A new and promising approach, known as on-device AI or edge AI, utilizes local devices like phones or tablets to run language models. This technology holds immense potential in biomedicine, offering solutions such as disseminating medical information after catastrophic events or in areas with limited or no internet service. Despite the challenges posed by their size and closed nature, models like GPT-4 and Med-PaLM 2 can be adapted for on-device AI, opening up new avenues for research and application in the field.
In a biomedical context, two types of models are applicable. Only biomedical text from PubMed was used to train smaller domain-specific models (<3B parameters) like BioGPT-large and BioMedLM. Larger 7B parameter models like LLaMA 2 and Mistral 7B are more powerful than their smaller counterparts. However, they were trained on broad English text and did not have a biological focus.
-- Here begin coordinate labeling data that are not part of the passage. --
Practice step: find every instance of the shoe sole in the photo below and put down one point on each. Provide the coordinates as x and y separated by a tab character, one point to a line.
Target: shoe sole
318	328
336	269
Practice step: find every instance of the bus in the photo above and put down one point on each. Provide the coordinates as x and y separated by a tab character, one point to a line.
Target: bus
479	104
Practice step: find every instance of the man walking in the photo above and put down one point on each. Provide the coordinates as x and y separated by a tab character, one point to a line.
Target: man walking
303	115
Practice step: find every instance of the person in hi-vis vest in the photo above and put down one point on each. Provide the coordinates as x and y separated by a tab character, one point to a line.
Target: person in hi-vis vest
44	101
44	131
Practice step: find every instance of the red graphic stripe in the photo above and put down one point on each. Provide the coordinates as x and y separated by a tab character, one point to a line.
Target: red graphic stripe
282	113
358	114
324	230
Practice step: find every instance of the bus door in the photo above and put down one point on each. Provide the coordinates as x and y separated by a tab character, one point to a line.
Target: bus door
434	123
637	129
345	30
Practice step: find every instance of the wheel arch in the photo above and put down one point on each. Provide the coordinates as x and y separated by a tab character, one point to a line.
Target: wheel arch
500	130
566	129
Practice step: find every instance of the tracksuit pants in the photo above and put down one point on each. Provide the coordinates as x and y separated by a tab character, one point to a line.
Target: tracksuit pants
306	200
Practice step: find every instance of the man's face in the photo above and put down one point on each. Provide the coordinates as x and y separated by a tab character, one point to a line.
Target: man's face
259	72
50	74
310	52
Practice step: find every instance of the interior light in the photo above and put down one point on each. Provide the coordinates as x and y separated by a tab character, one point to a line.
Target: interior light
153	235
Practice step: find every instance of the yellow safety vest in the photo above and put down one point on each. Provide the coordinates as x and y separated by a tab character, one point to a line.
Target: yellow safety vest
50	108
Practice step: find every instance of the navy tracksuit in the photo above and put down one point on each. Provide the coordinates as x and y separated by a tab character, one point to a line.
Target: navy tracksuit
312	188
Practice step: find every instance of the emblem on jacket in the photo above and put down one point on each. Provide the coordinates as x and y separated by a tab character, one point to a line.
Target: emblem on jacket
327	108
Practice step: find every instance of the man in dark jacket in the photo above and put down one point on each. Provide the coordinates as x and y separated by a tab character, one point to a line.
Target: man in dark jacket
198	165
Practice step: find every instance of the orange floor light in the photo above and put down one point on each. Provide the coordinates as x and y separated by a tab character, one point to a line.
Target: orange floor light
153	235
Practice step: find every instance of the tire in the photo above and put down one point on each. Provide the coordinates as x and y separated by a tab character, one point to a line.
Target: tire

How well these models work and which is best suited for clinical QA applications are still in the air.
To ensure comprehensive and reliable findings, a team of researchers from Stanford University, University College London, and the University of Cambridge conducted a rigorous evaluation of all four models in the clinical QA domain. They used two popular tasks, MedQA (questions similar to those on the USMLE) and MultiMedQA Long Form Answering (open response to consumer health queries), which assess the ability to understand and reason about medical scenarios and write informative paragraphs responding to health questions.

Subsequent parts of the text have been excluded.